Our man goes out with Severn rescue lifeboat
ALL ABOARD: David, right, with crew members, from left, Mark Carwardine, coxswain, Kevin Caster, Ian Blaney and Richard Dainty
Manned by volunteers, the Severn Area Rescue Association (SARA) helps the emergency services rescue people across the Severn Estuary. DAVID DEANS ventured on one of its training exercises to find out more about the organisation.
I AM NOT what you would call a boat person and it doesn’t help that I can’t swim, so I’m probably not the best person you’d send to rescue someone stricken in the Usk or the Wye.
But my evening out on training with SARA – the second largest lifeboat group in the UK – made me realise how extraordinary this organisation is.
SARA provides lifeboat, land rescue, swiftwater rescue and flooding support services across the Severn Estuary and the surrounding area including the rivers Usk and Wye, as well as the Monnow, Avon and Severn rivers.
Volunteers save lives – and recover bodies. And despite its vital role, apart from the odd grant, the organisation receives little in government support.
Yet each station costs £25,000 a year to run – £100,000 a year to keep its four stations going.
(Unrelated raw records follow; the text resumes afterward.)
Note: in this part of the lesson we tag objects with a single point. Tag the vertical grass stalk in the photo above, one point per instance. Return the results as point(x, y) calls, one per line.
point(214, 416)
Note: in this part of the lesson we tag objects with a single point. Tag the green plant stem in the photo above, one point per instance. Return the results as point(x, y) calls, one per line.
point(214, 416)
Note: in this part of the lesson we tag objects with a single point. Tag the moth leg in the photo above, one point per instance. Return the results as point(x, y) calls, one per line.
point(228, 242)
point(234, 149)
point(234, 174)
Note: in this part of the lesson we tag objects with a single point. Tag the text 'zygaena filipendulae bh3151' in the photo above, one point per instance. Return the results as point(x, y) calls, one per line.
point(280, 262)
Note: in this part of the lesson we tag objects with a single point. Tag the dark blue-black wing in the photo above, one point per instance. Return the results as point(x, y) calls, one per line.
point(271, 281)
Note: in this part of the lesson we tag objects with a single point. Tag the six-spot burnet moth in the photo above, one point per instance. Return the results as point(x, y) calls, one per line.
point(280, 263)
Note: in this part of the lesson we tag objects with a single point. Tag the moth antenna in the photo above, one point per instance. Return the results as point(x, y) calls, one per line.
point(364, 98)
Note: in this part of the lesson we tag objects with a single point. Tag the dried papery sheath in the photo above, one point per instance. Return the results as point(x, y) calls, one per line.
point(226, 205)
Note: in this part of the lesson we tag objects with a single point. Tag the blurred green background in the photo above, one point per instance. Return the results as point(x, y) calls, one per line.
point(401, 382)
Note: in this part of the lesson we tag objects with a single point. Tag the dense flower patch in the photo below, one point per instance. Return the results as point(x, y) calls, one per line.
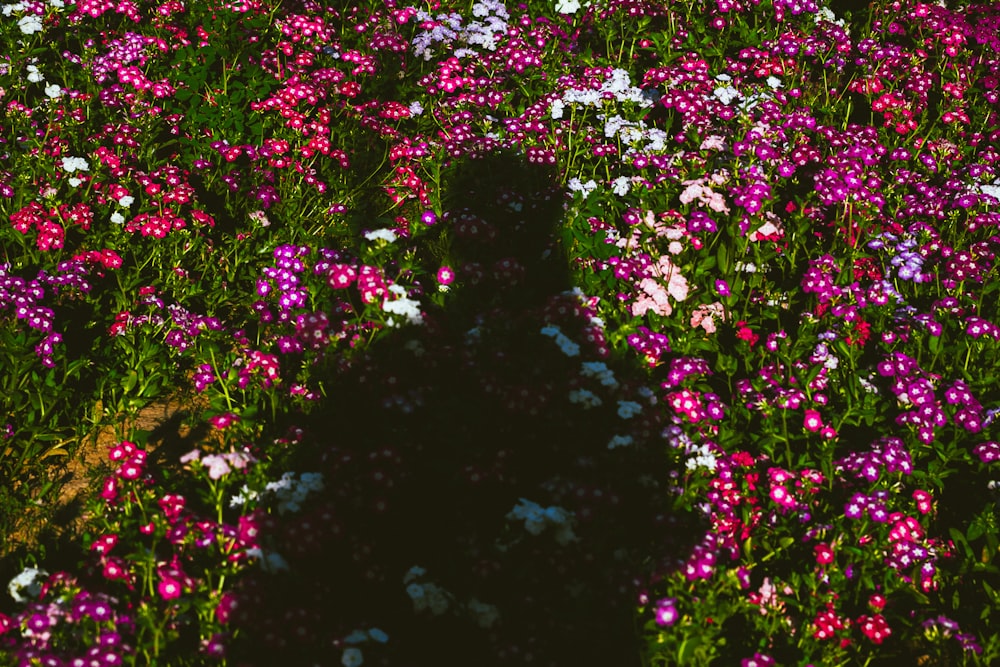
point(560, 333)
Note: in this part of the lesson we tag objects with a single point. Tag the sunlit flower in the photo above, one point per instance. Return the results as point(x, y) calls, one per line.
point(30, 24)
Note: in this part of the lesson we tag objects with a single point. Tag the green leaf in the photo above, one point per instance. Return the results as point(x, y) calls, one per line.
point(131, 380)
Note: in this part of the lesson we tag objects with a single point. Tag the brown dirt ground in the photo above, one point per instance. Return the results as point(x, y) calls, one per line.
point(64, 519)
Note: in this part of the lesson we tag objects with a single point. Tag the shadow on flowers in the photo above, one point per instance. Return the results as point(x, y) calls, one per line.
point(491, 480)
The organisation has stations at Beachley, Sharpness, Tewkesbury and Wyre Forest and celebrates it due to celebrate its 40th anniversary next year.
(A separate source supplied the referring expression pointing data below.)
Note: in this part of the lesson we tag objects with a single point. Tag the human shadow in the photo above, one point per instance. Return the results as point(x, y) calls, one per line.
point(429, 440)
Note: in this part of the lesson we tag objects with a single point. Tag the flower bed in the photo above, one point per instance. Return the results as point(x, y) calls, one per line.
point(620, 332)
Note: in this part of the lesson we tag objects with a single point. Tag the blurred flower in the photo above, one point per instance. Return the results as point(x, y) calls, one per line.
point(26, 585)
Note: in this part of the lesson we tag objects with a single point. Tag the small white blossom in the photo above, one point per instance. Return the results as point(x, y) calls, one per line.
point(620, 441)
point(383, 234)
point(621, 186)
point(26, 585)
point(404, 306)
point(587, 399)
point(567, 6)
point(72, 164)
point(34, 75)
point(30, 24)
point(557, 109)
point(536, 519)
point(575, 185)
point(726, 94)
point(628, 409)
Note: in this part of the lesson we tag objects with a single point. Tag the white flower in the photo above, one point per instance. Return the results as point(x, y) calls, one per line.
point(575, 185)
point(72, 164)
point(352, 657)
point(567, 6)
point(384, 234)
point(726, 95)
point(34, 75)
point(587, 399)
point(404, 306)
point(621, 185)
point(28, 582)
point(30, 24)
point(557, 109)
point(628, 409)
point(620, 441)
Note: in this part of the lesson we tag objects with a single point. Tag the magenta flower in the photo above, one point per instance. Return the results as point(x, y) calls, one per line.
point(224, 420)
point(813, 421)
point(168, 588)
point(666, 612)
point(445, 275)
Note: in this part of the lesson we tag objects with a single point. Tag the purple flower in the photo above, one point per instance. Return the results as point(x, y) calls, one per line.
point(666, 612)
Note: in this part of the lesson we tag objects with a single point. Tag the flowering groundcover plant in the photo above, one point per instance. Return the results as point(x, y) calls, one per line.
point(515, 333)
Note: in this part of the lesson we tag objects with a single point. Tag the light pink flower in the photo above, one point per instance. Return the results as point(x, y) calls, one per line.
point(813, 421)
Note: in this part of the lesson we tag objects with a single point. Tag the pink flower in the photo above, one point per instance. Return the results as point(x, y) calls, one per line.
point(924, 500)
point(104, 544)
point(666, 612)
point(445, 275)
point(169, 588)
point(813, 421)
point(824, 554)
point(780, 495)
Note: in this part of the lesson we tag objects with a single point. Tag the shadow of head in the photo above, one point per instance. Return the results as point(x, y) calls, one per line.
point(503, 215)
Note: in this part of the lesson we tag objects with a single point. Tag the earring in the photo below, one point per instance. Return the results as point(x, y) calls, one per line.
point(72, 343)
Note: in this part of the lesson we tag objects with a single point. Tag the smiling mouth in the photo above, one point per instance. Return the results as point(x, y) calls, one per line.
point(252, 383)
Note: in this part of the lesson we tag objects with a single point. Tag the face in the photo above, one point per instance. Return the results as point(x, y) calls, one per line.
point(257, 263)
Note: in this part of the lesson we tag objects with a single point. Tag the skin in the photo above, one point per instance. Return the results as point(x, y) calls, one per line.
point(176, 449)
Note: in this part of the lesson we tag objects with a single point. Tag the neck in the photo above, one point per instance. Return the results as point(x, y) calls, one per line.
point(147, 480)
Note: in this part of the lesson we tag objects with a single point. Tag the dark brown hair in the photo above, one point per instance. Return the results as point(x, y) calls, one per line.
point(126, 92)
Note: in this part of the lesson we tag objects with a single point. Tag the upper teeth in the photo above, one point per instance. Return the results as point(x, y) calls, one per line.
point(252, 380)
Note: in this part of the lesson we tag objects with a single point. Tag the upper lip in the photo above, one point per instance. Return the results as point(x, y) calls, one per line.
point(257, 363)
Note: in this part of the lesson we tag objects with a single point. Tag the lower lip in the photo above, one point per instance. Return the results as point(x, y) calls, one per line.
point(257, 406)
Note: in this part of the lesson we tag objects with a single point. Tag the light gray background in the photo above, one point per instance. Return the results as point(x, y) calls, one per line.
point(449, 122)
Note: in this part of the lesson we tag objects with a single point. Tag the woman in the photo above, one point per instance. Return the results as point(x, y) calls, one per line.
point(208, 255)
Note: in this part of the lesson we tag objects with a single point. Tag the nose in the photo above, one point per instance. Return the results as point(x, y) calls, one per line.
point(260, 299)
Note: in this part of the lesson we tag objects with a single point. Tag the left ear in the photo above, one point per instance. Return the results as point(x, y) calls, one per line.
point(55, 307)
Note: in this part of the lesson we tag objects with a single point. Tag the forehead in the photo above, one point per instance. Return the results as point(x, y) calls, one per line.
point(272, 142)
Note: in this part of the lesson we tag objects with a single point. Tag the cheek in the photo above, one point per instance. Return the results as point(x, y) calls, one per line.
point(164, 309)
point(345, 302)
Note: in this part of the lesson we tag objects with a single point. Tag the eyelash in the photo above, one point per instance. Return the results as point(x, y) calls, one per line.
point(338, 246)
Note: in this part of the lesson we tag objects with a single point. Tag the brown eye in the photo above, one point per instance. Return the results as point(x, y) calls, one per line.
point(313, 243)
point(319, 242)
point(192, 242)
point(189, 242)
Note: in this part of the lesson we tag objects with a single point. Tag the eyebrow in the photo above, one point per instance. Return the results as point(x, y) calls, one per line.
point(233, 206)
At the exercise, after some initial safety words from Mervyn Fleming, SARA’s area commander west, I sat at the back of SARA 1, a fast rigid inflatable rescue boat, with a top speed of 43 to 44 mph.
We sped to the bottom of the Wye where we met volunteer Chris Taylor, a SARA cox, who had offered his boat so it could be rescued by the crews.
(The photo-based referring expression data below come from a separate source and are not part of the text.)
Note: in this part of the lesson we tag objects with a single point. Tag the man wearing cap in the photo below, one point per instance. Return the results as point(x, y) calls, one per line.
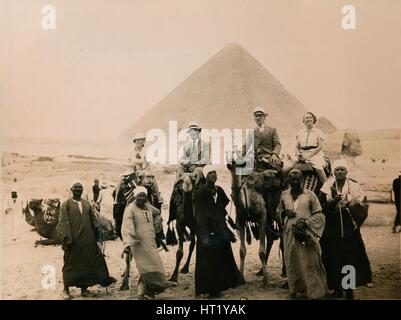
point(13, 211)
point(397, 201)
point(301, 214)
point(265, 144)
point(195, 154)
point(342, 243)
point(138, 158)
point(140, 224)
point(84, 264)
point(140, 164)
point(97, 194)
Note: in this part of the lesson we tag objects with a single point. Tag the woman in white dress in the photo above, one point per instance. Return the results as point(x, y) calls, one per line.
point(309, 147)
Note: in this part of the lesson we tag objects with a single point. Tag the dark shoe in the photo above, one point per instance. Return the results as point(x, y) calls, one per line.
point(66, 295)
point(337, 294)
point(349, 294)
point(87, 294)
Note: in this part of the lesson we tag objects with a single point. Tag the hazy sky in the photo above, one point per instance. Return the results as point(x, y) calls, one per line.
point(108, 62)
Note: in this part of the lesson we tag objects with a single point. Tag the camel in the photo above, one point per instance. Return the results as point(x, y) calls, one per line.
point(44, 219)
point(182, 209)
point(311, 180)
point(252, 210)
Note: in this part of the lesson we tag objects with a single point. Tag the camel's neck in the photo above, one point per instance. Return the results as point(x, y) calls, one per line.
point(27, 212)
point(37, 212)
point(235, 181)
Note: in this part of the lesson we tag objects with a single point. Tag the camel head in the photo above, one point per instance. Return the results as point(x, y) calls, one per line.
point(269, 178)
point(235, 158)
point(35, 205)
point(51, 210)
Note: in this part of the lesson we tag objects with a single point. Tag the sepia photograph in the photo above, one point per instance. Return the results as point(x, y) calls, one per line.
point(179, 150)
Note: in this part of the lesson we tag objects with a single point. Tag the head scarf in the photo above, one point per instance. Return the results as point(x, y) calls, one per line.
point(139, 190)
point(76, 181)
point(209, 168)
point(295, 171)
point(340, 163)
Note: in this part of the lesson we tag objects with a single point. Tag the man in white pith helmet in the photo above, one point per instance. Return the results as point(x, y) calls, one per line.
point(195, 153)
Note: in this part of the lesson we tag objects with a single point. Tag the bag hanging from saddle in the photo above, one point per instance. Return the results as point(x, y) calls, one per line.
point(359, 212)
point(171, 238)
point(301, 235)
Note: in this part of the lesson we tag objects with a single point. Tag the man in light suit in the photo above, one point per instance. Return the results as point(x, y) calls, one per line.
point(265, 144)
point(195, 154)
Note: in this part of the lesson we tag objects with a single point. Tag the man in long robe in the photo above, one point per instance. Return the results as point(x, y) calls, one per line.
point(13, 214)
point(140, 224)
point(342, 243)
point(215, 269)
point(84, 264)
point(301, 209)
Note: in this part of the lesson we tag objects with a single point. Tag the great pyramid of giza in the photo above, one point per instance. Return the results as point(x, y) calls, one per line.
point(222, 94)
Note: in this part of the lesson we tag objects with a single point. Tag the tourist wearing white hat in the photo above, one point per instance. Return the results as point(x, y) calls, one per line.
point(140, 224)
point(195, 153)
point(341, 242)
point(13, 206)
point(138, 157)
point(140, 164)
point(309, 147)
point(264, 145)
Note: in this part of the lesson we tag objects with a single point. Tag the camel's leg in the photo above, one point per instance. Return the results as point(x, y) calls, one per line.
point(283, 269)
point(185, 268)
point(125, 283)
point(242, 249)
point(262, 249)
point(47, 242)
point(179, 255)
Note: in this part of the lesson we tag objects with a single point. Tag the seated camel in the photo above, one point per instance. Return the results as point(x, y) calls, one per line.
point(44, 219)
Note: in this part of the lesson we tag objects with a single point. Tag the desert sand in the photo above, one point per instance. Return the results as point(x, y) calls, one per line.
point(22, 263)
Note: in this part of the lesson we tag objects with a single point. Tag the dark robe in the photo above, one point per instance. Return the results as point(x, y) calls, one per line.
point(397, 201)
point(215, 268)
point(338, 252)
point(84, 264)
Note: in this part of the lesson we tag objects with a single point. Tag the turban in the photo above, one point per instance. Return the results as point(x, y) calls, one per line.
point(209, 168)
point(340, 163)
point(139, 190)
point(76, 181)
point(295, 171)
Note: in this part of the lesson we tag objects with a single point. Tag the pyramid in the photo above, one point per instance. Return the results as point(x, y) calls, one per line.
point(222, 94)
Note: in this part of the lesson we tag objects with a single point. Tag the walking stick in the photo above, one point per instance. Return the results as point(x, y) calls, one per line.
point(339, 208)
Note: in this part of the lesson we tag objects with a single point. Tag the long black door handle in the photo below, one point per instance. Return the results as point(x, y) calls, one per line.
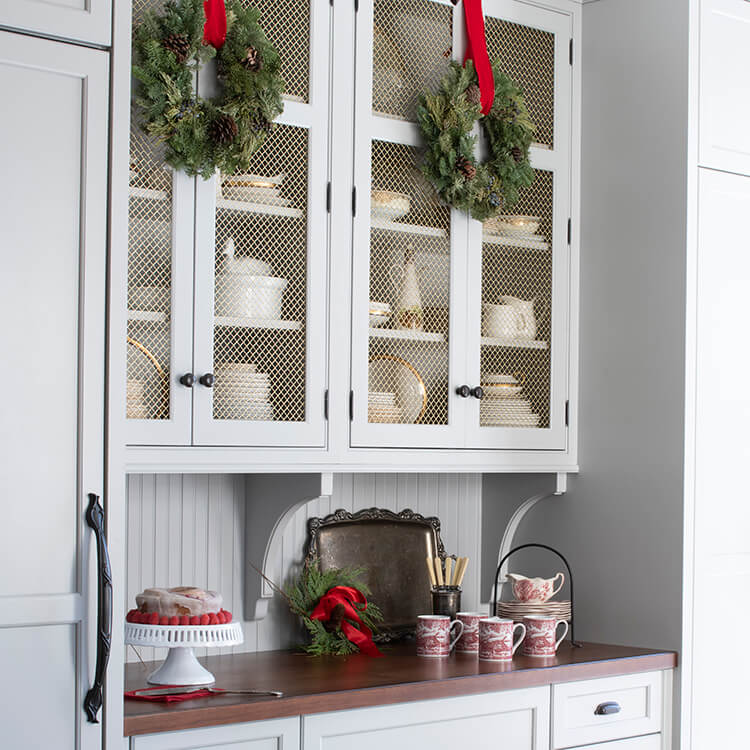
point(95, 519)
The crews performed two types of tow to bring the boat back to a mooring – a long tow and a tow which attaches the boat bow to bow and stern to stern.
With the second tow, the boat was eased gently back to a mooring in Chepstow.
The exercise showed how the group may help a boat that has lost power or is in trouble – and stop them from being pulled out into the estuary by the tide.
As well as the three crew members on SARA 1 a team of trainees on SARA 3, a boat purchased with the help of Free Press readers, took part in the exercise.
“Everyone does everything,” said Mr Fleming. “We don’t have some people that are boat and some people on land. It makes SARA unique.”